Seems pretty clean to me...

Wednesday, December 29, 2010 11:00 PM by John Gietzen

# re: Reimplementing LINQ to Objects: Part 12 - DefaultIfEmpty

Jon, you could attempt to fetch the first item in the sequence, then compare and determine, whether to continue to yield or return the default value (I'm off to work right now, but I can definitely see an issue with struct vs. class types - will check this later, but it's just an idea).

Personally, I don't find the second alternative clumsy. Reassigning for each iteration feels clumsy imo.

Btw. would be really interesting if you could continue the LINQ series with additional helper extensions (I'll come up with a list later), but there are daily requirements which the default BCL LINQ extensions doesn't support in a single method. Again, more later.

Thursday, December 30, 2010 2:13 AM by Anders Borum

# re: Reimplementing LINQ to Objects: Part 12 - DefaultIfEmpty

@John: I mention something similar in the post... I'm not keen on do/while in general. Possibly just a personal habit.

@Anders: If MoveNext() returns false, it would be a bug to call Current *at all*. As for continuing the series afterwards - maybe.
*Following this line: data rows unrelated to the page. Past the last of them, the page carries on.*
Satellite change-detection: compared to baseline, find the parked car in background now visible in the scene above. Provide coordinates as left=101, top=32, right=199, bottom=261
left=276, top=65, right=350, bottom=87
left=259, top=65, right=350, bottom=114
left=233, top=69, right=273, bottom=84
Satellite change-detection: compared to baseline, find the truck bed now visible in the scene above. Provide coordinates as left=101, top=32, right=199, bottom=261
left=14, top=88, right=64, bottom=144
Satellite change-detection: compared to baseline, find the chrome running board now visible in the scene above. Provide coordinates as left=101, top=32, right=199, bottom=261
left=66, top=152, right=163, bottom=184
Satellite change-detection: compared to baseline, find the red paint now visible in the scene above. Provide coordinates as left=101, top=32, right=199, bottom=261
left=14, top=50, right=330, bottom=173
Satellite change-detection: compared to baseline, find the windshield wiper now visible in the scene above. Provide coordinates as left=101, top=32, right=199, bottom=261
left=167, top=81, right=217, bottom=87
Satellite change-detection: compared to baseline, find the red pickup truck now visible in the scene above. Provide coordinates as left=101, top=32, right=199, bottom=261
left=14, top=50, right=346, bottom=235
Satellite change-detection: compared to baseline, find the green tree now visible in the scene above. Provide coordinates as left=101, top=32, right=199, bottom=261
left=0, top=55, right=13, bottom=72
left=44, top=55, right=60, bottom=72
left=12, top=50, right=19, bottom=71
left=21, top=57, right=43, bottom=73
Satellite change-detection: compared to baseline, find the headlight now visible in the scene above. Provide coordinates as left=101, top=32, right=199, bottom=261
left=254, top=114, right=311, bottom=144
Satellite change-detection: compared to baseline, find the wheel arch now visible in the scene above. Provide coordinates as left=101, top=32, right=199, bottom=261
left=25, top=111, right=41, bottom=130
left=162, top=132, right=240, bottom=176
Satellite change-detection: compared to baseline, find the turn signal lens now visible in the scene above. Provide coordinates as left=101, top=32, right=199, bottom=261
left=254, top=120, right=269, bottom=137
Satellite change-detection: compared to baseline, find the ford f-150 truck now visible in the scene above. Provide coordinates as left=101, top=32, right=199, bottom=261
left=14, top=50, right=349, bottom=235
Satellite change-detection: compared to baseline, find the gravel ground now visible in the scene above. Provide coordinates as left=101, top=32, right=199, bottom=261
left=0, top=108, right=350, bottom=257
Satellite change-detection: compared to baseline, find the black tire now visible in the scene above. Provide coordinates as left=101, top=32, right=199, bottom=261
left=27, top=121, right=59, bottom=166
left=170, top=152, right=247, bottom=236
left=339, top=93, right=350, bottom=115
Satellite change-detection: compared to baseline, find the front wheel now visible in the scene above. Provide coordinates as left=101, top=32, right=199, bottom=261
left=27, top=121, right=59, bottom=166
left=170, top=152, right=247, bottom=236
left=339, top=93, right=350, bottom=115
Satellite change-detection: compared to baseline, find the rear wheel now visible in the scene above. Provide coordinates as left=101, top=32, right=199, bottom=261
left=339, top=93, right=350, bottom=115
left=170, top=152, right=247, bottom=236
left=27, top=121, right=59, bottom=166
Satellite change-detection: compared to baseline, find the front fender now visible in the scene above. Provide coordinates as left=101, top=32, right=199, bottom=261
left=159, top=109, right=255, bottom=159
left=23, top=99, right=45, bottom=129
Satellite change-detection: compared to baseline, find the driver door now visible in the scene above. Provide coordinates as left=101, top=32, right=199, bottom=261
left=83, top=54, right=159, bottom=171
I've got some extensions at morelinq.googlecode.com already. I suspect everyone will be sick of LINQ by the time I'm finished :)

Thursday, December 30, 2010 2:21 AM by skeet

# re: Reimplementing LINQ to Objects: Part 12 - DefaultIfEmpty

How about spilting into to methods on that takes care of a potential empty sequence and one that "converts

" an IEnumerator<T> to IEnumerable<T>. The latter could be an extension method in it's own rights since it's applicable in more cases than this (However in the below implementation the contract is not validated but simply relied upon. Ie. that there has to be a valid .Current when entering the method):

private static IEnumerable<TSource> DefaultIfEmptyImpl<TSource>(

   IEnumerable<TSource> source,

   TSource defaultValue)

{

   using (IEnumerator<TSource> iterator = source.GetEnumerator())

   {

       if (!iterator.MoveNext())

       {

           return new [] {defaultValue};

       }

       return iterator.Rest();

   }

}

public static IEnumerable<T> Rest<T>(this IEnumerator<T> iterator)

{

 yield return iterator.Current;

 while (iterator.MoveNext())

 {

    yield return iterator.Current;

 }

}

Thursday, December 30, 2010 3:32 AM by runefs

# re: Reimplementing LINQ to Objects: Part 12 - DefaultIfEmpty

@runefs: Nope, that wouldn't work - because then it's calling GetEnumerator and MoveNext eagerly... you're breaking deferred execution.

Thursday, December 30, 2010 5:33 AM by skeet

# re: Reimplementing LINQ to Objects: Part 12 - DefaultIfEmpty

Very nice series.

For the following operators, I would be very curious to see something like Distinct, Intersect, Union or OrderBy :)

Thursday, December 30, 2010 7:09 AM by Philippe